Do you ever just get tired?
Tired of life, friends, attitude...



Monotony. I feel like thats a running theme in my life.

Sometimes I wonder when something new will happen. A new friend, new dream, aspiration, boyfriend, life change...anything. Will it ever happen?

I feel like I'm stuck at a crosswalk in the middle of my life. The little white man appeared across the street so I began walking...

but suddenly, the crosswalk is a treadmill, and I can't move.
I'm stuck in the middle of traffic with no way forward and no way back.
And any second now, the light is going to turn green and I'm gonna be run over.



It's frustrating. I feel like newness is surrounding me - New freshmen on campus, new bible study, new journeys; mark going to Spain, new life stages; Ashley is pregnant.

Don't get me wrong, I'm so happy for them!

But me, I'm always the same. Its like I'm frozen in time while the world keeps spinning.
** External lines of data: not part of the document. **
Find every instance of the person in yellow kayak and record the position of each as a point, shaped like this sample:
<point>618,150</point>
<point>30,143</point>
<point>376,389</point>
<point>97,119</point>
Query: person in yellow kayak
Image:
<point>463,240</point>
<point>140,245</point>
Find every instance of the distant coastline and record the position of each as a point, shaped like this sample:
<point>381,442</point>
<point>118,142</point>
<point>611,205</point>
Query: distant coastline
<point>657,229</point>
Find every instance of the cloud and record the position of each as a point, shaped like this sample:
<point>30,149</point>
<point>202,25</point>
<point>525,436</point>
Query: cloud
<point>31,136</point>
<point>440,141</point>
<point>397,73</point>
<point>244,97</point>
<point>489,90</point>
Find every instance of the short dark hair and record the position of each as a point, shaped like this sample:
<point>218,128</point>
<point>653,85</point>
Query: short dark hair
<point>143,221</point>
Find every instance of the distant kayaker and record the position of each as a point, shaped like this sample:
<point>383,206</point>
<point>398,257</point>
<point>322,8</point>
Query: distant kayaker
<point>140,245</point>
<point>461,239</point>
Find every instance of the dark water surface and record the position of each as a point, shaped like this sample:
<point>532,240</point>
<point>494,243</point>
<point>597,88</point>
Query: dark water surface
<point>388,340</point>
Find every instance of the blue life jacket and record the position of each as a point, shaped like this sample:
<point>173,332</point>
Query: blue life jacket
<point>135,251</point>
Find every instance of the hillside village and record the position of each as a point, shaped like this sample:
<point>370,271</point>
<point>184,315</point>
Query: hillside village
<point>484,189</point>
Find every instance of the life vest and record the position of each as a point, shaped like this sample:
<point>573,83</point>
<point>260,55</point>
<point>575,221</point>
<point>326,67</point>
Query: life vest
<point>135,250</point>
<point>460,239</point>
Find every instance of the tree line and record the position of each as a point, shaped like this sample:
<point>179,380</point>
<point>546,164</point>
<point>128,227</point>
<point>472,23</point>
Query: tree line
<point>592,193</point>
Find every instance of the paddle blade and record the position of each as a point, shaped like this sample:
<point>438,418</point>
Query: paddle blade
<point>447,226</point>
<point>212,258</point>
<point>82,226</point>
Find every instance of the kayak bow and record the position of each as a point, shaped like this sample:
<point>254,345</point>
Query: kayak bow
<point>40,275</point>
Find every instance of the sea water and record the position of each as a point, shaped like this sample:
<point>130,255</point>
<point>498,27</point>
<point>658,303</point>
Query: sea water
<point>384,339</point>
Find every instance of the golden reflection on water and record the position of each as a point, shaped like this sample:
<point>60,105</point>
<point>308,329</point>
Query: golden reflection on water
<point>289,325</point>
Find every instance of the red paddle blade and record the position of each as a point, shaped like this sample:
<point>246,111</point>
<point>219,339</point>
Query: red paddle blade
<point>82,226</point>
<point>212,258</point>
I've had the same haircut since 10th grade. I know thats a materialistic thing that doesn't really matter and I know I'll always want to change those things; I new cut, or color.

But not only do I want to be happy with my outward appearance but also how I feel on the inside.

What I really want to change is my attitude. I want to wake up and be motivated and excited.

Unfortunately, I was born with a glass half empty mentality



And I know it sounds pathetic, but I really do have to make myself look at the positive side of things.

I'm just so tired of the same old same old, I need to be rejuvenated.

This past week has been really draining on me. I know that sounds selfish with everything going on around me, but it really has just made me feel exhausted. Hopefully it's just an off week.

On the verge of a mental breakdown is the right way to put it.
But don't freak out, I'm not depressed or anything, I'm just BORED.

Just plain bored.

If I can ask God one thing for my sophomore year, it's to just give me something new.

Give me something that makes me happy to wake up and start a new day, a passion for life and a purpose.

Maybe I just need to seek God out more, after all, he has all the answers.

2 comments:

Brent said...

I know you don't want to hear this - but it's the truth and I love you - so I'm telling you. Life doesn't just happen to you - you make life happen. What are you doing to change your situation? Are you doing and trying new things? Are you putting yourself out there and taking risks? The definition of insanity is doing the same things over and over expecting that, at some point, something will change. You gotta get out there and grab what you want from life - it won't just come to you.

Laura Maddox said...

Ah, I know! I have been doing that though! I've tried to get involved with so many things. I think one of the main problems with my generation is that no one knows how to communicate. I keep trying to do new things and make new friends and no one ever reciprocates it. I know it will happen eventually! I feel like I'm putting myself out there but maybe other people don't feel like I am? I'm going to keep trying to make it happen though, thats all I can do!

Thanks for always being there to listen to me complain, love you!